Y también un escalofrío de admiración porque la escena no es de Hitchcock sino de Victor Hugo y se encuentra tal cual la cuento en Notre-Dame de Paris. ¿Fue semejante truco narrativo copiado luego por algunos cineastas con lecturas? ¿O es un telescopage instintivo en cualquier narrador, sea cual sea su soporte, celulosa o celuloide?
Hace unos días me encontré con otra de estas escenas míticas. El narrador quiere introducir un personaje femenino y hacerlo coincidir con el héroe en circunstancias favorables e interesantes, de manera que desboca al caballo que tira de la calesita, pone a la bellísima muchacha a dar gritos con la rubia melena al viento y presenta a nuestro héroe cabalgando al galope para salvar a la joven. El carricoche, desvencijado, está a punto de precipitarse por un barranco y el enloquecido caballo da grandes salto junto al precipicio. Ya casi caen, pero el coche queda atorado en el mismo borde, balanceándose sobre el vacío. Llega el héroe y con gran riesgo de su vida extiende un brazo hasta agarrar a la dama por la muñeca y mediante un sobrehumano esfuerzo la alza hasta dejarla extendida en la tierra, salva y desmayada. Magnífica escena.
Pero no es de John Ford, sino de Pérez Galdós en La batalla de los Arapiles, otro de esos inmensos episodios nacionales en los que asistimos boquiabiertos a lo más extraordinario junto con lo más abyecto de la literatura en español. Hay páginas que me parecen iguales sino superiores a Tolstoy, y otras cuyo sentimentalismo populachero chapotea más abajo todavía que el Dickens de Little Dorritt, una concesión a la clientela romántica en el peor sentido, de escaso cerebro y alma simplona, para la que don Benito escribía con perfecto cinismo.
Bien, pero, ¿quién inventó la escena? Lo cierto es que no recuerdo el arquetipo ni en Walter Scott ni en Alejandro Dumas. Galdós lo escribe en 1875, ¿lo habría leído en algún precursor? Cabe pensar que haya algo parecido en la literatura clásica, aunque sólo me viene a las mientes la carrera de carros de la Ilíada en la que aquel muchacho, Antíloco, hijo de Nestor, simula que va a chocar por impericia y cuando su contrincante se aparta, le supera y vence la carrera como cualquier marrullero actual tipo Hamilton.

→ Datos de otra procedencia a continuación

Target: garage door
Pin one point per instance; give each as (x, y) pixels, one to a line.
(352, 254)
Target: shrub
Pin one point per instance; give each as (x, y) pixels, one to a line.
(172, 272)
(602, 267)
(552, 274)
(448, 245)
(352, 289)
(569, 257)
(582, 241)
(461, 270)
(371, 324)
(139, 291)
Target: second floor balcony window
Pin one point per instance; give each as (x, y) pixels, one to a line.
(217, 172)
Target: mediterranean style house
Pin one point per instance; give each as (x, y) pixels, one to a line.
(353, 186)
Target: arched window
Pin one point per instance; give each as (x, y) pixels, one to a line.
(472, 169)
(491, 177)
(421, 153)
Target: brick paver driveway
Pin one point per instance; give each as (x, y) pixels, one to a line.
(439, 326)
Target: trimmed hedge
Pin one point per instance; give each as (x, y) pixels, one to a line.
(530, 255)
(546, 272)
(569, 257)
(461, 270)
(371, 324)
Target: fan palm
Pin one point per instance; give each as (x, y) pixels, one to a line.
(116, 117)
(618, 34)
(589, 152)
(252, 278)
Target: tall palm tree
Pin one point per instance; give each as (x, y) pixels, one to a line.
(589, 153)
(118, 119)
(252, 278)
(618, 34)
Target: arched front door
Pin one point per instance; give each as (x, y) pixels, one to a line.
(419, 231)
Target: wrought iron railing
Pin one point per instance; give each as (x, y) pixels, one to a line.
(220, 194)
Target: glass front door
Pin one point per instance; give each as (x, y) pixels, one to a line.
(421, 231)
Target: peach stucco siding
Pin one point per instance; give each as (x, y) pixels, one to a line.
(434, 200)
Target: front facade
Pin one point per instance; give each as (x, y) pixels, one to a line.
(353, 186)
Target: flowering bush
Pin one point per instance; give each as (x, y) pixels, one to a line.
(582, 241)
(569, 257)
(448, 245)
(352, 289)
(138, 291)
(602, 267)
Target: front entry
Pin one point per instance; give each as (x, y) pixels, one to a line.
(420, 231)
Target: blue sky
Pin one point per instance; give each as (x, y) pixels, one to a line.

No sé cuándo ni dónde nace la escena del despeñamiento de la bella, pero en Galdós está descrita con tanta perfección que parece genuina. Aunque dado que, según tengo entendido y por extraño que pueda parecer, John Ford no había leído a Galdós, siempre es posible que se trate una vez más de uno de esos topoi escondidos en nuestra más profunda memoria biológica. Todos alguna vez hemos salvado a la amada de precipitarse en el vacío. Por ejemplo, en el nuestro.